I am not alone and I can make this drive.
Of course it had to be a Ford Expedition — the same kind of car I drove the first time I took John Henry to camp. I remembered the feel of it well — top heavy, a little loosey goosey.
I worked on that traumatic memory through EMDR before I made the drive a second time. It helped then, and it helped this evening as I touched my locket every time I could bear to let go of the wheel — it’s my touchstone object because I wear it everyday.
I’m pretty sure I got here on the wings of the angels I asked for just before I pulled into a church parking lot and a man pulled in behind me. He was headed to Nashville too. We compared notes on the roads, and decided I’d follow his lead and we’d stick together till we made it to a bigger road — Highway 59. Sometimes you just need to know you aren’t alone, even if you are. Thank you to Hayes and Sissy for talking me through four plus hours of the eight it took to drive here.
Didn’t want y’all to worry.
Stay warm and safe.
Peace. Love.
Allison
Growth comes from the strangest places. Thankful you made it safely ❤️ try to stay warm
I flew to Tucson last month for a hoof trimming clinic with David Landreville who is a big fan of Hayes. I had my ballcap on with Hayes name on it and David lit up like a christmas tree when he saw it 😊 He’s a huge fan!

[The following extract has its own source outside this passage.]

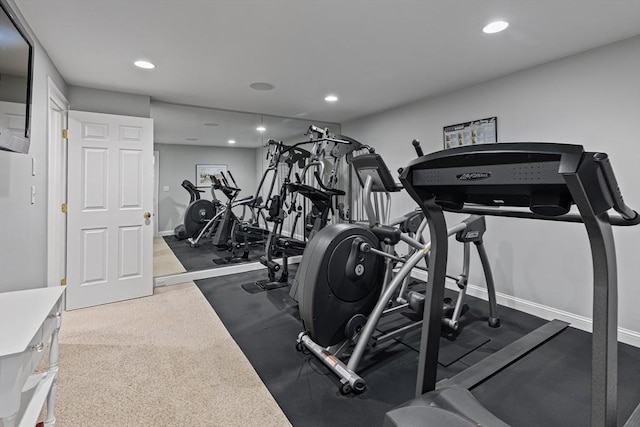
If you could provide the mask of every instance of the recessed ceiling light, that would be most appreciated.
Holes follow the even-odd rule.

Anyways, reading what you wrote about driving struck a cord with me. I’m still trying to process my experience when i got into my rental car at the airport in Tucson. It was raining and it was dark, and i was ALONE in a strange place and for the first time in my life i was terrified of being alone, like trying to drive this car 20 minutes to an airbnb was utterly the worst experience. It was so dark and i could barely see cause of the rain and your in the middle of nowhere! Where had I gone?! The independent fearless person i’ve always been 😢 The whole experience has me thinking it’s deeper than i might understand. I know you have written about emdr and it has me intrigued. We live in the same area, can you suggest a place to go for this type of therapy? Not sure if it’s an age thing or the fact that i feel so scared to go anywhere anymore cause the world just feels different.
Thanx for sharing your story Allison, i’m glad you made it home safe.